There are several potential mechanisms by which dietary fiber supplementation may result in clinical improvement in dogs with FRLBD. Soluble fiber adsorbs a large quantity of water, improving fecal consistency. Colonic bacteria, which make up approximately 40-55% of the dry stool mass, ferment soluble fiber, which results in a vast increase in the numbers (but not types) of colonic bacteria and quantity of bacterial byproducts. Insoluble fiber greatly adds to fecal volume. Thus, dietary fiber can increase fecal bulk which increases colonic distention, the major stimulus for normal colonic motility. With increased colonic distention, an improved motility pattern in dogs with FRLBD may result in resolution of clinical signs. In fact, dietary fiber has been shown to normalize colonic myoelectrical activity and colonic motility in people. Bacterial fermentation of fiber leads to the production of short chain fatty acids, of which butyrate serves as an energy source for colonocytes.

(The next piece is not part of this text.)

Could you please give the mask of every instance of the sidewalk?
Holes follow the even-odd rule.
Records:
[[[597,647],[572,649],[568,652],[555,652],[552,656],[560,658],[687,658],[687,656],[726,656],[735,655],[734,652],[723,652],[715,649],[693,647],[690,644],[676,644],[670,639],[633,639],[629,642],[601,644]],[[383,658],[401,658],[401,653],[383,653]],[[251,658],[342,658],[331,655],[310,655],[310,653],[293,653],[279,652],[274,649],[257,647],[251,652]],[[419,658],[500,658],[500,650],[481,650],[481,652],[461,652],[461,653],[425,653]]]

Psyllium comes from the seeds or husks of the plant ispaghul and consists of approximately 90% soluble fiber. Although there are no other reported studies evaluating the use soluble fibers in dogs with diarrhea, there are in human beings. Treatment with psyllium has been shown to be beneficial in children with nonspecific chronic diarrhea of childhood, adults with chronic idiopathic diarrhea, patients with ulcerative colitis in remission, and some with irritable bowel syndrome. Psyllium has also been shown to improve diarrhea in human burn patients receiving enteral nutrition and in another group of tube-fed patients. Psyllium also improved fecal consistency in humans with experimentally induced secretory diarrhea and also reduced the acceleration of colonic transport in those with lactulose-induced diarrhea.

Clostridium Perfringens Enterotoxicosis

Acute and chronic large bowel diarrhea has been associated with Clostridium perfringens type A enterotoxin. Vomiting, weight loss, flatulence, and abdominal pain occur less frequently. The disorder occurs most commonly in dogs. Both naturally occurring and hospital acquired cases have been detected. Diagnosis is commonly based on finding increased numbers of spores in rectal cytology specimens, or demonstrating the toxin in the feces (which is primarily done at referral hospitals). The reason for including this syndrome within this discussion of chronic idiopathic large bowel diarrhea is that in the author's hospital approximately 25% of toxin positive cases are negative on rectal cytology. Thus, in practices in which toxin is not analyzed, a case of Clostridium perfringens could easily be diagnosed as idiopathic. If fecal toxin cannot be routinely tested in a private practice, it may be indicated to treat a dog with chronic large bowel diarrhea with an appropriate antibiotic as described below to eliminate the presence of C. perfringens enterotoxicosis.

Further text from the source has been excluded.